Where can I find sample databases with common formatted data that I can use in multiple database engines?
Does anybody know of any sample databases I could download, preferably in CSV or some similar easy to import format so that I could get more practice in working with different types of data sets?
I know that the Canadian Department of Environment has historical weather data that you can download. However, it's not in a common format I can import into any other database. Moreover, you can only run queries based on the included program, which is actually quite limited in what kind of data it can provide.
Does anybody know of any interesting data sets that are freely available in a common format that I could use with mySql, Sql Server, and other types of database engines?
12 answers given for "Where can I find sample databases with common formatted data that I can use in multiple database engines?"
Accepted Solution
The datawrangling blog posted a nice list a while back:
http://www.datawrangling.com/some-datasets-available-on-the-web
Includes financial, government data (labor, housing, etc.), and too many more to list here.
A lot of the data in Stack Overflow is licensed under the create commons.
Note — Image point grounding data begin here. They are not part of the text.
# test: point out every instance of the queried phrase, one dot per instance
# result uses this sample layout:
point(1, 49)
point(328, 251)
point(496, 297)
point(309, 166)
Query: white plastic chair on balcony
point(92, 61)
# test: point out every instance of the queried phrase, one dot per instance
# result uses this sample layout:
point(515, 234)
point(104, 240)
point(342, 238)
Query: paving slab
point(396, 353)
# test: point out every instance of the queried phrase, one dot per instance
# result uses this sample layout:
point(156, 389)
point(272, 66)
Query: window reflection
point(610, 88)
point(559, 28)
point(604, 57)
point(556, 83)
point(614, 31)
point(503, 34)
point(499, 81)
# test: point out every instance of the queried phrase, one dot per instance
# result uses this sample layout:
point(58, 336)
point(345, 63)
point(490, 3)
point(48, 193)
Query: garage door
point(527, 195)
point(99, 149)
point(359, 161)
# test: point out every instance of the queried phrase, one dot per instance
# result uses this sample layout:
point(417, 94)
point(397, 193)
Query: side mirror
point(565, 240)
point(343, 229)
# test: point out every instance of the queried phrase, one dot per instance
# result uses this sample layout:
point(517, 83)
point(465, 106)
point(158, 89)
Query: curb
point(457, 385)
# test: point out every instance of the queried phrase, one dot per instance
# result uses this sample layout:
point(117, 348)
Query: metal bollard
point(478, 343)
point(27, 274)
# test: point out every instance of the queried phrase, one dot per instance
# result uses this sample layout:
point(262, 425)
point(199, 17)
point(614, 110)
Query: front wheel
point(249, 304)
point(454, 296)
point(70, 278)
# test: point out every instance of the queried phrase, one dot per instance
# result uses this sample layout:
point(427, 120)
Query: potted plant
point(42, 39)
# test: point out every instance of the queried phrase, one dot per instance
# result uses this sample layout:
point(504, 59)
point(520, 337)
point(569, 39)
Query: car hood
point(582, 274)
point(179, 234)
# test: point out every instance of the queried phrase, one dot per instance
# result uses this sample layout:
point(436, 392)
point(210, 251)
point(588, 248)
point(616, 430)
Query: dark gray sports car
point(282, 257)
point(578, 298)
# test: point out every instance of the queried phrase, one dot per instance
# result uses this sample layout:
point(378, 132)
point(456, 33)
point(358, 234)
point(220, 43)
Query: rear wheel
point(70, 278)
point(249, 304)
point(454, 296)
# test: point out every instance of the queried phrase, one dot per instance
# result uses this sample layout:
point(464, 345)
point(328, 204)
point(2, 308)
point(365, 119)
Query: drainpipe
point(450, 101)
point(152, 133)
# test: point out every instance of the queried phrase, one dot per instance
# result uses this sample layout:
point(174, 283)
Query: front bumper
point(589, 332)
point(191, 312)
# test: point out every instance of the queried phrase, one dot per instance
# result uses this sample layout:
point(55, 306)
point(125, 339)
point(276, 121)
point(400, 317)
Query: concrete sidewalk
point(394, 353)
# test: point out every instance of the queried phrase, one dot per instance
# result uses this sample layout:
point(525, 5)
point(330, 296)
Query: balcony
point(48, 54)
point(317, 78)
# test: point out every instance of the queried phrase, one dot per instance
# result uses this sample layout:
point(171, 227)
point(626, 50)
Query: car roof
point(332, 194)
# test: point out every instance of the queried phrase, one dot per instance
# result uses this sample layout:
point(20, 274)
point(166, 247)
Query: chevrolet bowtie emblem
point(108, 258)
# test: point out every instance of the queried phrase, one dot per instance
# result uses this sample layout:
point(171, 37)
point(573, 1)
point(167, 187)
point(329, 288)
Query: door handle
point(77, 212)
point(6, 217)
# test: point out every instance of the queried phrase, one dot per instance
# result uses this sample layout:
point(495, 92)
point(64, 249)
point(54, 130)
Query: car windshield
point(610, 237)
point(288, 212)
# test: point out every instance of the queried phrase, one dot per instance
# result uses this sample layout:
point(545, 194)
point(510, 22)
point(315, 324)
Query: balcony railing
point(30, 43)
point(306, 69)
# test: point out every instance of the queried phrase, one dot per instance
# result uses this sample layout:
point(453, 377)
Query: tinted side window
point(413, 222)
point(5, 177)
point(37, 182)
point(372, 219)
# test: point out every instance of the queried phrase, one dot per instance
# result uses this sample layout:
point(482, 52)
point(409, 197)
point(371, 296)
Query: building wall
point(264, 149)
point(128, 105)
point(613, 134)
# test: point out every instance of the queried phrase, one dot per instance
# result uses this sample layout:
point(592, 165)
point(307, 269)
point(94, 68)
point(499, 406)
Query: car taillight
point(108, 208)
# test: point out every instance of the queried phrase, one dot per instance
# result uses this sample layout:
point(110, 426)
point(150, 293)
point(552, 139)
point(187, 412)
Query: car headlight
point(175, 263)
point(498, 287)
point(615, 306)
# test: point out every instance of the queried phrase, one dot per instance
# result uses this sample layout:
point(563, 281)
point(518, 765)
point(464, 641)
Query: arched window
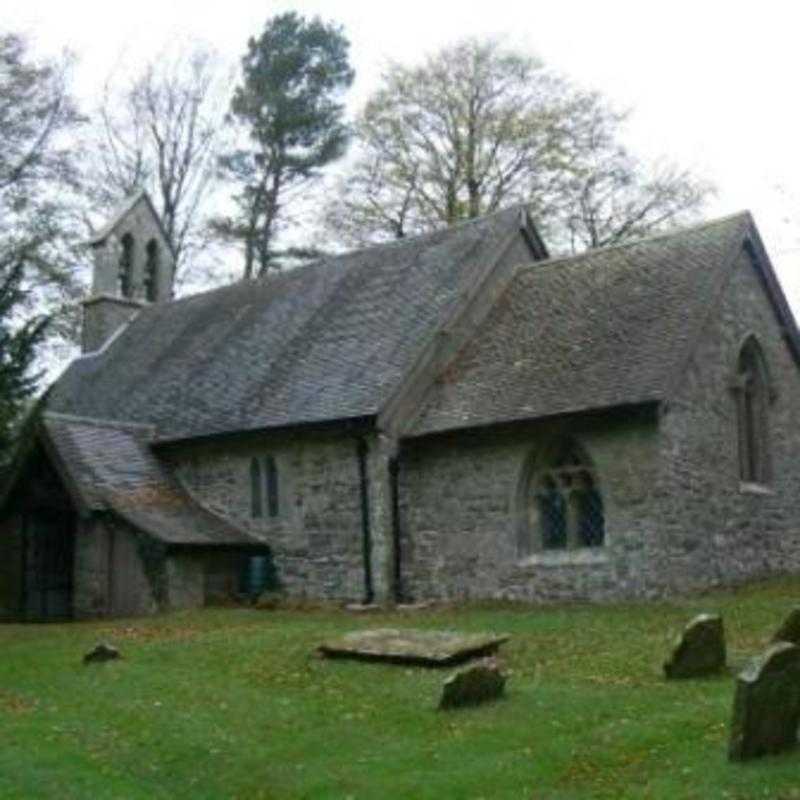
point(151, 271)
point(271, 471)
point(256, 495)
point(563, 507)
point(126, 265)
point(264, 483)
point(752, 411)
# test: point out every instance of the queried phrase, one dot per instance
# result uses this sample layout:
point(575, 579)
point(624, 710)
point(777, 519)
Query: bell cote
point(133, 267)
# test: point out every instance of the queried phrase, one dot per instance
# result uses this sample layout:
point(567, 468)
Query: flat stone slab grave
point(413, 646)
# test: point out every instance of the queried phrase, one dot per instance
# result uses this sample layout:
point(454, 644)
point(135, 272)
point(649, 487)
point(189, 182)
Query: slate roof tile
point(605, 328)
point(322, 342)
point(111, 468)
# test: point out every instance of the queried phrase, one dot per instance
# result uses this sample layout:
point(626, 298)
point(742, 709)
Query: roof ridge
point(592, 251)
point(97, 423)
point(294, 272)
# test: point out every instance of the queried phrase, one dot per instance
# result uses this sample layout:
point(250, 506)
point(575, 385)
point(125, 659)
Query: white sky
point(713, 85)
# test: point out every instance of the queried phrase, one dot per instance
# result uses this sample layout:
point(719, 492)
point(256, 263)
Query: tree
point(18, 346)
point(41, 232)
point(161, 131)
point(478, 127)
point(288, 105)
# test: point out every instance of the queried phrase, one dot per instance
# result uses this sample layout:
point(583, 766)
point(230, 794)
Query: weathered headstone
point(101, 652)
point(789, 630)
point(766, 707)
point(429, 648)
point(700, 650)
point(473, 684)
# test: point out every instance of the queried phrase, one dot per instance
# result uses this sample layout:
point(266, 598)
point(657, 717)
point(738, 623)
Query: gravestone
point(473, 684)
point(428, 648)
point(789, 630)
point(101, 652)
point(700, 650)
point(766, 707)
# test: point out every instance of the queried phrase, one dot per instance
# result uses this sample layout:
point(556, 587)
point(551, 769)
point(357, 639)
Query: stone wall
point(316, 538)
point(463, 502)
point(11, 566)
point(677, 516)
point(714, 529)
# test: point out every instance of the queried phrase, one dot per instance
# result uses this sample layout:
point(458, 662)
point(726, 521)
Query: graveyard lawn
point(233, 703)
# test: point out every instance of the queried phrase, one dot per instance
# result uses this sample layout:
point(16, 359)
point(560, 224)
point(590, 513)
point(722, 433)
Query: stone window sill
point(558, 558)
point(755, 488)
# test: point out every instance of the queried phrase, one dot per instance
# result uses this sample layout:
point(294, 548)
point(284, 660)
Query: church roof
point(607, 328)
point(110, 467)
point(328, 341)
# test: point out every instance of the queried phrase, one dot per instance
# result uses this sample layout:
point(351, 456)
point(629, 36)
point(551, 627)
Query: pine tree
point(289, 106)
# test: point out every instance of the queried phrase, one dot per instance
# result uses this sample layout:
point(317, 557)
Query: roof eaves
point(760, 258)
point(82, 503)
point(649, 401)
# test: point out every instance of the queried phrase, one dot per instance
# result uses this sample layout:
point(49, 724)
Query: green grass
point(231, 703)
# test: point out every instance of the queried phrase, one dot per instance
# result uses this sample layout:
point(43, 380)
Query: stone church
point(451, 416)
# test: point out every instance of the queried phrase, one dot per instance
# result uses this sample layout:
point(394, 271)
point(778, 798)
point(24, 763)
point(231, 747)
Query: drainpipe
point(397, 550)
point(366, 532)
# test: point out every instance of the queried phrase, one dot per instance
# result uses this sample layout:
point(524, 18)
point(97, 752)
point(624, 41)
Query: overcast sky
point(713, 85)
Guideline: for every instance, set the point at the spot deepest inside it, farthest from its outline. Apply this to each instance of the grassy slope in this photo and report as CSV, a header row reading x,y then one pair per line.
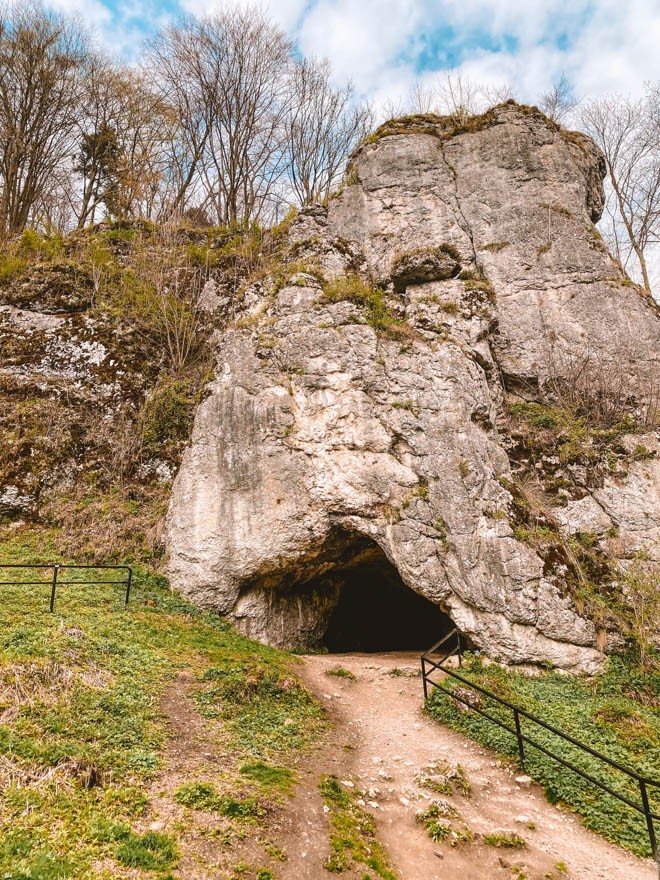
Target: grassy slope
x,y
617,714
82,732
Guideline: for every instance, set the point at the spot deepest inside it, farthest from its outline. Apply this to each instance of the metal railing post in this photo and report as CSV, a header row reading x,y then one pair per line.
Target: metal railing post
x,y
649,821
521,744
53,587
128,586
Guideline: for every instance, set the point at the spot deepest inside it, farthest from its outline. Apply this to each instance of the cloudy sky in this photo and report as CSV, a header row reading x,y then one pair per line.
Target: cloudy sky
x,y
385,45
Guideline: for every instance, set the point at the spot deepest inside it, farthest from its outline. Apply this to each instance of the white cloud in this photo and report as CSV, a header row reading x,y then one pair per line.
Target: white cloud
x,y
605,45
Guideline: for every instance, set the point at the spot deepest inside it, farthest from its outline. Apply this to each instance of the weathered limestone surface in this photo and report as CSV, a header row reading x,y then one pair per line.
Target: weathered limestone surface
x,y
320,437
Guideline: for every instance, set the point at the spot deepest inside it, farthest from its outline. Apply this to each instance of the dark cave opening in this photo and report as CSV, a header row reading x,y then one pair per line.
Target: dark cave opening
x,y
377,612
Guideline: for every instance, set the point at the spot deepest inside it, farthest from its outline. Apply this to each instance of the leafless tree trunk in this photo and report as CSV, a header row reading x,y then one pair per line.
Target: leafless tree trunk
x,y
628,133
559,101
41,60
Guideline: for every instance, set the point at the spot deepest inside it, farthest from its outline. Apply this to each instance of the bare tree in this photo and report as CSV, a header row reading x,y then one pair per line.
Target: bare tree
x,y
559,101
322,127
42,56
232,69
174,65
627,132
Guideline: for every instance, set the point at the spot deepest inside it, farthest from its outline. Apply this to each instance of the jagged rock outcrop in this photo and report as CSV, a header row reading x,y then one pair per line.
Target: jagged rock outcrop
x,y
343,422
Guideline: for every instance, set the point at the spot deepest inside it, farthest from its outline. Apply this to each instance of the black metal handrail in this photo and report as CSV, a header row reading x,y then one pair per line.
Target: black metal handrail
x,y
643,782
54,581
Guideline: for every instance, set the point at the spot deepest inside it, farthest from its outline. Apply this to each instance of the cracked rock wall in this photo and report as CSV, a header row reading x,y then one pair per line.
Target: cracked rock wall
x,y
317,425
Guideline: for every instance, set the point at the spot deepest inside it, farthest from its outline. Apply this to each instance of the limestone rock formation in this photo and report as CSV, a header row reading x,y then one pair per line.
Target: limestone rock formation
x,y
349,426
Every 3 months they release a data dump with all the questions, answers, comments, and votes.
For Microsoft SQL Server, there is the AdventureWorks.
For MySQL there are quite a few sample database at http://dev.mysql.com/doc/index-other.html
- world (world countries and cities)
- sakila(video rental)
- employee
- menagerie
I use generatedata.com to generate custom databases schemes with entries.
To use it, you can simply register a new account, or download its sources and install it on your server.
You can export generated code in SQL, XML, JSON, or even server-side scripting language like php etc.
Swivel are both good sources for data. Any database should be able to import CSV files.
What database engine are you importing into? That will help determine what formats you can include in your search.
The Federal Energy Regulatory Commission has some sample data for download in CSV format.
The Guardian newspaper in the UK has a data-store, http://www.guardian.co.uk/data-store, full of categorized datasets. They're all ultimately stored as Google Documents, so you can export them into csv & Excel.
There's a whole bunch of free SQL Server sample databases on CodePlex: http://www.codeplex.com/Wikipage?ProjectName=SqlServerSamples#databases
One very simple way to get sample data is use full applications. I needed some sample data to practice what I was learning with MySQL at the time and just downloaded PHPBB and used their provided database. If you need to add users etc, just use the program to do it.
Think generic. You can get weather data from common sources for free, thetvdb.com has a pretty nifty set of data for TV show episodes for free, sites like last.fm have a tonne of data available for music listening habits. If you just want sample data, the easiest way to get it is not thinking in terms of "I want a database". Think "what freely available data is out there".
For FileMaker, see Sample Database: http://www.yzysoft.com/printouts/yzy_soft___Sample_Database.html
You can probably find the Northwind sample database for SQLServer
It might be overkill but you can install OracleXE, I think it comes with some sample schemas or you can find the old Scott schema online.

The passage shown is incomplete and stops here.